While resolving paths, i get cycles in path. And to restrict that, i used the solution shared in below: Returning only simple paths in Neo4j Cypher query

Here is the Query, i am using:

MATCH (n:nodeA{key:905728}) 
MATCH path = n-[:rel1|rel2|rel3|rel4*0..]->(c:nodeA)-[:rel5*0..1]->(b:nodeA) 
WHERE ALL(a in nodes(path) where 1=length (filter (m in nodes(path) where m=a))) 
and (length(EXTRACT (p in NODES(path)| p.key)) > 1) 
and ((exists ((c)-[:rel5]->(b)) and (not exists((b)-[:rel1|rel2|rel3|rel4]->(:nodeA)) OR ANY (x in nodes(path) where (b)-[]->(x))))
    OR (not exists ((c)-[:rel5]->()) and (not exists ((c)-[:rel1|rel2|rel3|rel4]->(:nodeA)) OR ANY (x in nodes(path) where (c)-[]->(x))))) 
RETURN distinct EXTRACT (rp in Rels(path)| type(rp)), EXTRACT (p in NODES(path)| p.key);

The above query solves mine requirement but is not cost effective and keeps running if is run for huge subgraph. I have used 'Profile' command to improve query performance from what i started with. But, now stuck at this point. The performance has improved but, not what i expected from neo4j :(

2

2 Answers

2
votes

I don't know that I have a solution, but I have a number of suggestions. Some might speed things up, some might just make the query easier to read.

Firstly, rather than putting exists ((c)-[:rel5]->(b)) in your WHERE, I believe you can put it in your MATCH like this:

MATCH path = n-[:rel1|rel2|rel3|rel4*0..]->(c:nodeA)-[:rel5*0..1]->(b:nodeA), (c)-[:rel5]->(b)

I don't think you need the exists keyword. I think you can just say, for example, (NOT (b)-[:rel1|rel2|rel3|rel4]->(:nodeA))

I'd also suggest thinking about the WITH clause for potential performance improvements.

A couple of notes about your variable paths: In *0.. the 0 means that your potentially looking for a self-reference. That may or may not be what you want. Also, leaving the variable path open ended can often cause performance problems (as I think you're seeing). If you can possibly cap it that may help.
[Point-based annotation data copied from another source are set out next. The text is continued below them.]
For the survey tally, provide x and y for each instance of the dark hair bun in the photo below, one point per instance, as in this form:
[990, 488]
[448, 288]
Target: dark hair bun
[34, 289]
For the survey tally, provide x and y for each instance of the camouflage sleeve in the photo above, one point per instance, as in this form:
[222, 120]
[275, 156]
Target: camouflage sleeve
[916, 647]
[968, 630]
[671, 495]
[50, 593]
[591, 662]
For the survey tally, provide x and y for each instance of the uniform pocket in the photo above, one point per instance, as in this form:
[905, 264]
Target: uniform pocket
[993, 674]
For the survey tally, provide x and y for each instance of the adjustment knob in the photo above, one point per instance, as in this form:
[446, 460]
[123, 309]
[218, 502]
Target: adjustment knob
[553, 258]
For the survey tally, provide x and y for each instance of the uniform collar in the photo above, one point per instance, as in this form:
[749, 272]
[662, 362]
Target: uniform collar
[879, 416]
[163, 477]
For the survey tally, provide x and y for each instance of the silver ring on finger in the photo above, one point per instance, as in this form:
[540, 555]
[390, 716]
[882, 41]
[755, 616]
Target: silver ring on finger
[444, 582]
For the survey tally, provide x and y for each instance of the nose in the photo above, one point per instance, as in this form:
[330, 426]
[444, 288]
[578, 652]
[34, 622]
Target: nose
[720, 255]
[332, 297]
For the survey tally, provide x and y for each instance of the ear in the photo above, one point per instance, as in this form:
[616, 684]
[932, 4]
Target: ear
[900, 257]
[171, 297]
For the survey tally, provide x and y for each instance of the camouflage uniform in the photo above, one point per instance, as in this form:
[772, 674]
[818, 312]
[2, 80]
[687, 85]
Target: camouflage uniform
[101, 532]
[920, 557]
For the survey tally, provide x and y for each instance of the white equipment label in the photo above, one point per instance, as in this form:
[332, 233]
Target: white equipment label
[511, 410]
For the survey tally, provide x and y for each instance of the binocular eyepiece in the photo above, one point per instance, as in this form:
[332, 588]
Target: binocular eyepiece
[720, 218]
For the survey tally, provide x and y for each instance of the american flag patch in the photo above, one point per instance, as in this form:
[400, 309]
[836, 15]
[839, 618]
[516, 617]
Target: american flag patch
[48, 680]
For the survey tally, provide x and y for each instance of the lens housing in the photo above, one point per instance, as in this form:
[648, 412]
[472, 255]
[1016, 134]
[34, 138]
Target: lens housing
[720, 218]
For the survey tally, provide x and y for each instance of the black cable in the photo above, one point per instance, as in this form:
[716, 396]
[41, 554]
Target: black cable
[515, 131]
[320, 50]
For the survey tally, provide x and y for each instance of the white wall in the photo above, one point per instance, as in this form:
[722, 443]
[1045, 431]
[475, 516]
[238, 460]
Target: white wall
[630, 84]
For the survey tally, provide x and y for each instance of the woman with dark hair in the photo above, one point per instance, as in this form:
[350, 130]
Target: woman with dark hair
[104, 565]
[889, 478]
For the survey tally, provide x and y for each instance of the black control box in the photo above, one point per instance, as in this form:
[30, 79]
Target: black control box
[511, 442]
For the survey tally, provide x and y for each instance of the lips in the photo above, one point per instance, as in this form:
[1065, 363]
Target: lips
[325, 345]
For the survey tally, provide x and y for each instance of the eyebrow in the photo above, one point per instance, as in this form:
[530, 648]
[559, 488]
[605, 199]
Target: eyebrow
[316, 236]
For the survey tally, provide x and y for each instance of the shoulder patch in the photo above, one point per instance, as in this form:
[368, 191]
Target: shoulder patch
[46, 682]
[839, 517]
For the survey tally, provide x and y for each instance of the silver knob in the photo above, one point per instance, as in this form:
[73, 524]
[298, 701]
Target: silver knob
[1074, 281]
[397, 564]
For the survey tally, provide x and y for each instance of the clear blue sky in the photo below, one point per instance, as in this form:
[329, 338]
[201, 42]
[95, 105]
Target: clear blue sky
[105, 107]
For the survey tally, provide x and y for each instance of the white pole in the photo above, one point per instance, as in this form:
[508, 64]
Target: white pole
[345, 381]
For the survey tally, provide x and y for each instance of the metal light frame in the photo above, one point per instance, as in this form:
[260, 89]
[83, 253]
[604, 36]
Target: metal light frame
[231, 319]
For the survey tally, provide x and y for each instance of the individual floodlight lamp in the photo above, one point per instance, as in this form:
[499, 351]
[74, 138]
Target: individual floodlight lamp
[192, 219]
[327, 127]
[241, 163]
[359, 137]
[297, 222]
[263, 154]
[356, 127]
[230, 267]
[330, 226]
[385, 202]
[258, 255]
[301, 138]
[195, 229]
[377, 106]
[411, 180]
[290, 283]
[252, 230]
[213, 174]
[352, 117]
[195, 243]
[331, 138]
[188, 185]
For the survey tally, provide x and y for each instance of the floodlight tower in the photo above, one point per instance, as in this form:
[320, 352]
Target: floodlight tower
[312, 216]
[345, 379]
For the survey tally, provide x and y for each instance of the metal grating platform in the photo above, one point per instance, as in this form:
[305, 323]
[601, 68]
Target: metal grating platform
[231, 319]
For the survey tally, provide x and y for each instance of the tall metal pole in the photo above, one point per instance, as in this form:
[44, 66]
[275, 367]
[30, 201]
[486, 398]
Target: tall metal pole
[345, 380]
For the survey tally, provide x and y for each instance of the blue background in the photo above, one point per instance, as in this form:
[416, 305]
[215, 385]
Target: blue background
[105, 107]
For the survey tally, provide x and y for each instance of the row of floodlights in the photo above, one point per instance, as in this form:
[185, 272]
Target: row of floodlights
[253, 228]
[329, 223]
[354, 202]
Also, if you upgrade to 2.2.1, there are a number of built-in performance improvements with the 2.2.x line, but you also get visual PROFILEing in the console and a new EXPLAIN command which both profiles and tells you the real performance of the query after running it.

One thing to consider too is that I don't think you're hitting performance boundaries of Neo4j but rather, perhaps, you're potentially hitting some boundaries of Cypher. If so, I might suggest you do your querying with the Java APIs that Neo4j provides for better performance and more control. This can either be via embedding your database if you're using a JVM-compatible language or by writing an unmanaged extension which lets you do your own querying in java but provide a custom REST API from the server

1
votes

Did a couple of more tweaks to my query as suggested above by Brian. And found improvement in query response time. Now, It takes almost 20% of time in execution compared to my original query and the current query makes almost 60% less db hits, compared to the query i shared earlier, during query execution. PFB the updated query:

MATCH (n:nodeA{key:905728}) 
MATCH path = n-[:rel1|rel2|rel3|rel4*1..]->(c:nodeA)-[:rel5*0..1]->(b:nodeA) 
WHERE ALL(a in nodes(path) where 1=length (filter (m in nodes(path) where m=a))) 
and (length(path) > 0) 
and ((exists ((c)-[:rel5]->(b)) and (not ((c)-[:rel1|rel2|rel3|rel4]->()) OR ANY (x in nodes(path) where (c)-[]->(x))))
    OR (not exists ((c)-[:rel5]->()) and (not ((c)-[:rel1|rel2|rel3|rel4]->()) OR ANY (x in nodes(path) where (c)-[]->(x))))) 
RETURN distinct EXTRACT (rp in Rels(path)| type(rp)), EXTRACT (p in NODES(path)| p.key);

And observed dramatic improvement when capped the path from *1.. to *1..15. Also, removed one filter from query which too was taking longer time. But, the query response time increased when queried on nodes having relationships more than 18-20 depths.

I would advise to use profile command oftenly to find pain points in your query. That would help you resolve the issues faster. Thanks Brian.